Québec favorise une politique sur le télétravail

Le ministre du Travail, Jean Boulet, recommande aux employeurs de se doter d’une politique sur le télétravail, afin d’en baliser les modalités et de clarifier certains aspects pour tous. Québec donne suite au rapport intitulé Avis sur le télétravail remis au ministre par le Comité consultatif du travail et de la main-d’œuvre. Le comité conclut que le cadre juridique actuel s’applique en cas de télétravail, notamment la Loi sur les normes du travail (qui précise les congés, absences, heures supplémentaires), ainsi que la Loi sur la santé et la sécurité du travail et la Loi sur les accidents de travail et les maladies professionnelles. — La Presse Canadienne

Sondage dans les PME du Québec

Moral et productivité à la baisse, coûts en hausse

Le télétravail, vers lequel s’est tournée une PME québécoise sur cinq depuis la mi-mars, n’a pas la cote auprès des chefs d’entreprise, selon un sondage de la Fédération canadienne de l’entreprise indépendante (FCEI), qui sera dévoilé lundi et que La Presse a obtenu.

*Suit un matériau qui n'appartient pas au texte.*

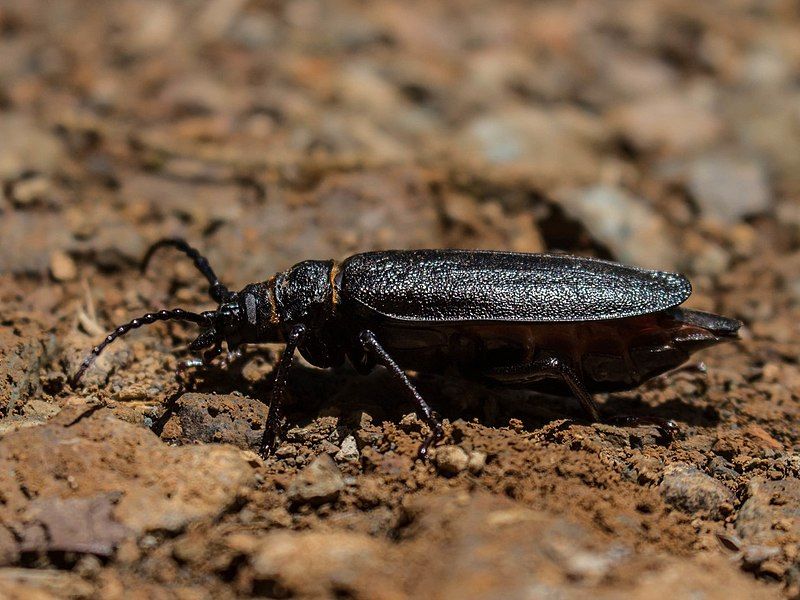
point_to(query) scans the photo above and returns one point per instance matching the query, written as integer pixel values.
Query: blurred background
(660, 133)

Ces entrepreneurs estiment que le moral et la productivité de leurs employés sont à la baisse, tandis que les coûts pour le matériel de bureau sont en hausse. À cela s’ajoutent les difficultés de rencontrer des clients en personne et de superviser leurs employés. Explications.

Pas pertinent

Mené auprès de 1203 chefs de petites et moyennes entreprises au Québec entre le 24 septembre et le 9 octobre, le sondage de la FCEI indique d’entrée de jeu qu’une nette majorité, soit 64 %, ne se sentent pas concernés par le télétravail, qui « ne convient pas à [leur] modèle d’entreprise ».

Les PME dans l’hébergement et la restauration, notamment, ont été 91 % à donner cette réponse. Le commerce de détail (77 %), les services sociaux (77 %) et les services personnels (77 %) figurent également dans les secteurs peu concernés par cette nouvelle réalité.

« Le télétravail, on en parle beaucoup, mais ce n’est pas une solution magique, ce n’est pas applicable partout, dit François Vincent, vice-président Québec à la FCEI. De toute évidence, on peut ouvrir une fenêtre Zoom dans son ordinateur, mais on ne peut pas fabriquer de portes et fenêtres par Zoom ! »

Depuis l’arrivée de la COVID-19, les PME ont été 13 % à permettre à leurs employés d’assumer « certaines de leurs responsabilités à domicile », 7 % à le permettre pour « la plupart » de leurs tâches. Pour 5 %, par ailleurs, le télétravail était déjà implanté avant la mi-mars.

Les secteurs où le télétravail est le plus apparu : les services professionnels (47 %) et le commerce de gros (37 %). On y retrouve même les secteurs de la construction et de la fabrication, avec des taux d’adoption respectifs du télétravail de 34 % et 26 %. Dans ces deux derniers cas, toutefois, ce sont évidemment surtout des responsabilités administratives qui ont été transférées.

Pas bon pour le moral

On a ensuite demandé à ces chefs d’entreprise d’évaluer les changements dans cinq domaines qu’avait engendrés le télétravail. Le bilan est plutôt sombre. Pour la productivité des employés, à peine 9 % l’estiment en augmentation, 34 % ayant plutôt constaté une baisse.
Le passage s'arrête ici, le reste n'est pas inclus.